« Au motif de la coupure et de la continuité, s’il fallait prendre une image, les somaticiens évoluent dans les paysages du problème corps/esprit d’une manière telle qu’ils ne choisiraient pas celle d’un pont reliant les rivages, traversant les distances, mais plutôt celle “d’un pas japonais”. Ces petites allées constituées de dalles de pierres ou de rondin de bois qui permettent de mettre un pied, de se faire un chemin en enjambant à chaque fois une parcelle d’espace impraticable ou une parcelle d’espace dont on souhaiterait prendre soin.

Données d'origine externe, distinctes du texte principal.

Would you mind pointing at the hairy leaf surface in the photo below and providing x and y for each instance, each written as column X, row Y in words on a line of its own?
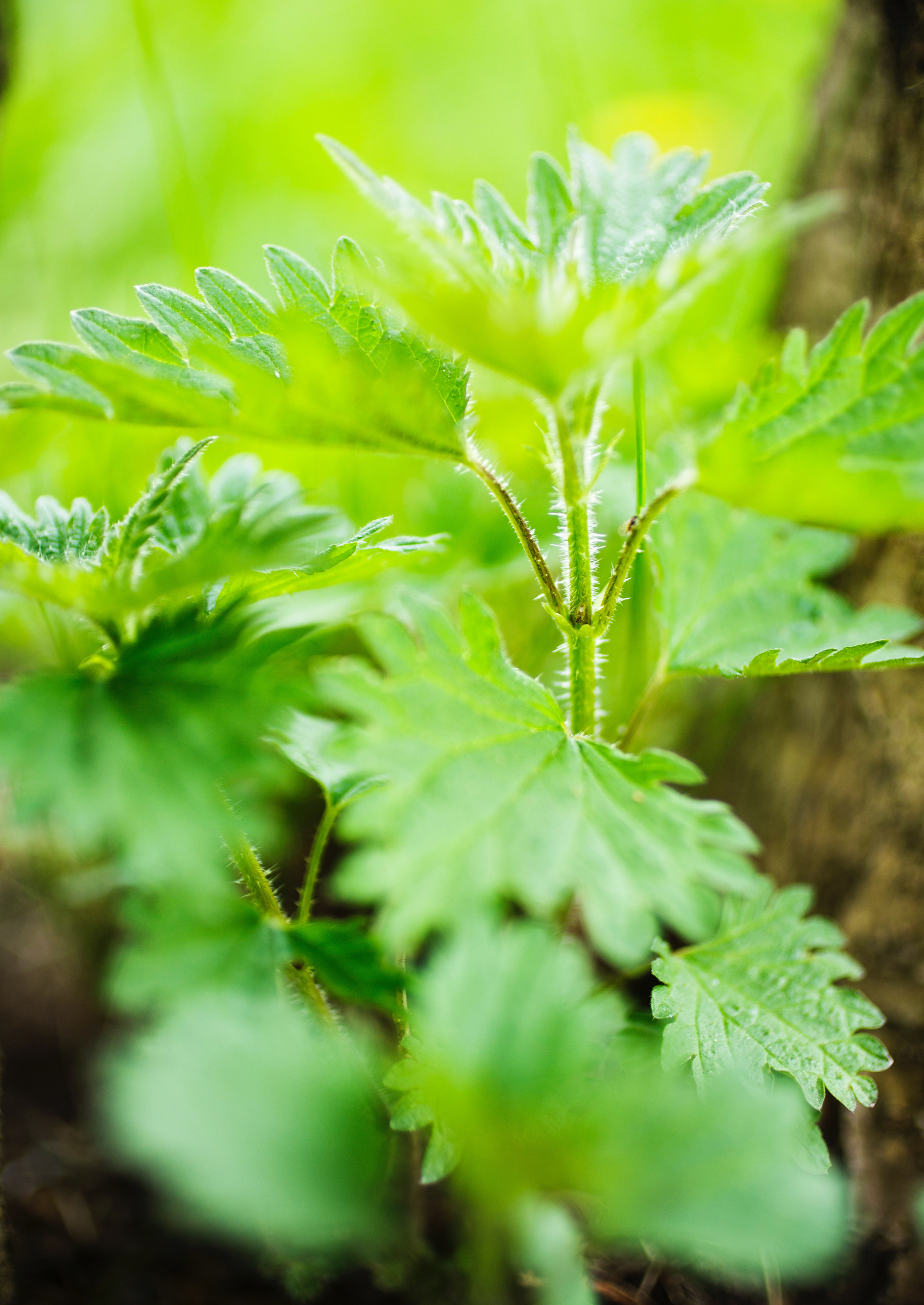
column 491, row 797
column 761, row 995
column 330, row 370
column 736, row 597
column 544, row 299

Un pas après l’autre, d’y installer de la présence. Les sensations, la conscience, l’esprit sont d’ordinaire pris dans des controverses dont le seul enjeu repose sur le fait de pouvoir trancher une fois pour toute leur appartenance à l’un ou l’autre des deux gabarits ontologiques à partir desquels les modernes savent penser et agir : les objets et les sujets. Mais ces mauvaises histoires de coupure sont à ce point modernes qu’elles ne nous conviennent plus. Face aux interstices infranchissables, les somatonautes ne procèdent pas par fusion mais par addition, création, expérimentation, instauration de petites dalles : en peuplant le milieu. »

Jérémy Damian, Somatonaulogie. Hacker le problème corps/esprit dans Habiter le trouble avec Donna Haraway, textes réunis et présentés par Florence Caeymaex, Vincianne Despret et Julien Pieron, Editions Dehors, Paris, mai 2019.